Cross-fold CI methodology — cv_clt_ci (Bayle 2020) headline plus block-bootstrap-on-folds spoke

Published

May 15, 2026

ADR-024: Cross-fold CI methodology — cv_clt_ci (Bayle 2020) headline plus block-bootstrap-on-folds spoke

Status

Accepted (2026-05-15). New lock at the §3 Eval ledger row 346 level; methodology-load-bearing for headline rung-vs-rung Delta-CI honesty.

Context

Per ADR-022’s compute-per-(fold, seed)-then-aggregate rule for rank-based metrics, each rung produces 12 metric values (4 LODO folds times 3 seeds). The naive CI approach (sample standard-deviation divided by square-root of K) is anti-conservative because the 12 observations share training data — folds are not independent. The CI choice determines whether the headline rung-vs-rung Delta-CIs are honest or artificially tight.

Phase 0-04 walk Q8 surfaced two LODO-specific concerns:

  1. eval-toolkit ships cv_clt_ci implementing Bayle, Bayle, Janson and Mackey 2020 Annals of Statistics Theorem 3.1 at src/eval_toolkit/bootstrap.py:963 — NOT Bates 2024 JASA as the SPEC ledger row 346 originally framed.
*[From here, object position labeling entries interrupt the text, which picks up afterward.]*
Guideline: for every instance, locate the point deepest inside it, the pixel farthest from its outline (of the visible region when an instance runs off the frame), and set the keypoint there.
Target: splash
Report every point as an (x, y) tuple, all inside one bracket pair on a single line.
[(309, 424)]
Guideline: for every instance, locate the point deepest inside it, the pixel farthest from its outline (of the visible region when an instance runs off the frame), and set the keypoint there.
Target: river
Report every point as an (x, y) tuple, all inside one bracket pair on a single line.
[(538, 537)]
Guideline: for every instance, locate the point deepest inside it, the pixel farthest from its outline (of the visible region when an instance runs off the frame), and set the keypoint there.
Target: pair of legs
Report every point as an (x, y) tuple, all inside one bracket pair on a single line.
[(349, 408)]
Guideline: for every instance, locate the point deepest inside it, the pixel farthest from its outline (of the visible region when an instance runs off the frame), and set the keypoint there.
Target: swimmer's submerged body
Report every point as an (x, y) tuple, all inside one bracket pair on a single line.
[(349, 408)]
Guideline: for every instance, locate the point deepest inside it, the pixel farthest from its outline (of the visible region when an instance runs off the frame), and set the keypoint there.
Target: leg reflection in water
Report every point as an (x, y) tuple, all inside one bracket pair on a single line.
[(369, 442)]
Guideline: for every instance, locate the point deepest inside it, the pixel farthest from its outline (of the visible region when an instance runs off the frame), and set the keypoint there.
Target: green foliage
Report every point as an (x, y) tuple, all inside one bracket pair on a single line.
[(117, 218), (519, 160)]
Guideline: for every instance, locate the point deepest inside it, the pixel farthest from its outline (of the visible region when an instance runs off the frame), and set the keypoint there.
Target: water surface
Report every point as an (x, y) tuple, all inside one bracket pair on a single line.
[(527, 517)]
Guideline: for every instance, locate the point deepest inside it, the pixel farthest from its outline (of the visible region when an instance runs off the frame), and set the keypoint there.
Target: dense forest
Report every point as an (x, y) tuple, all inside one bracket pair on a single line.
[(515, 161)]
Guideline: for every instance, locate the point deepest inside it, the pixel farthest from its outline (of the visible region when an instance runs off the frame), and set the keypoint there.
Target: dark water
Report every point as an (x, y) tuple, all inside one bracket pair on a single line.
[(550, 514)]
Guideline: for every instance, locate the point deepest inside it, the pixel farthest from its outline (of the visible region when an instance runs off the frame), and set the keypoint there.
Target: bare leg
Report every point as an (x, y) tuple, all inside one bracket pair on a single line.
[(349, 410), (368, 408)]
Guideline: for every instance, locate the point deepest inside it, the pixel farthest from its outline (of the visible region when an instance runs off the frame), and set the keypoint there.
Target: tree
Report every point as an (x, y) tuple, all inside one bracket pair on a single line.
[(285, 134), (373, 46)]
Bayle 2020 is a CV-CLT precursor result with the same end-purpose (cross-validation-mean CI with correct coverage). Library-first discipline points to cv_clt_ci as the headline machinery.

  2. LODO folds are explicitly not exchangeable per ADR-016 design — each fold holds out a different positive source (deepset / Lakera-gandalf / Lakera-mosscap / hackaprompt) with different size and attack-style character. The 4 sources differ in 1.5x to 6x sample size and in attack style (classical vs CTF vs competition vs Gandalf-CTF). A rung’s per-fold metric will systematically differ across folds NOT because of sampling variance but because of source-character variance. This is exactly the OOD generalization signal we WANT to measure — but for CI purposes it inflates between-fold variance beyond what within-fold (iid) sampling implies. cv_clt_ci was derived for exchangeable k-fold; the LODO non-exchangeability is a real assumption violation.

The walk weighed five options — cv_clt_ci alone, Nadeau-Bengio 2003 corrected variance, Bates 2024 JASA nested-CV, block bootstrap on (fold) blocks, and bootstrap-per-fold-only. Brandon locked the hybrid Option F with a conditional escalation path for stratified-k-fold-within-LODO.

Decision

Headline CI machinery (row 346 primary lock)

eval-toolkit cv_clt_ci (Bayle 2020 implementation at src/eval_toolkit/bootstrap.py:963) on the 12 (fold, seed) per-rung metric values. Operationally:

fold_seed_metrics = np.array([
    compute_metric(rung_predictions[fold, seed])
    for fold in range(4) for seed in [42, 1337, 2025]
])  # shape (12,)
ci = cv_clt_ci(fold_seed_metrics, confidence=0.95)

For rung-vs-rung Delta-CIs, the same primitive applied to the 12 per-(fold, seed) Delta values:

delta_fold_seed = np.array([
    compute_metric(rung_B_preds[fold, seed]) - compute_metric(rung_A_preds[fold, seed])
    for fold in range(4) for seed in [42, 1337, 2025]
])  # shape (12,)
delta_ci = cv_clt_ci(delta_fold_seed, confidence=0.95)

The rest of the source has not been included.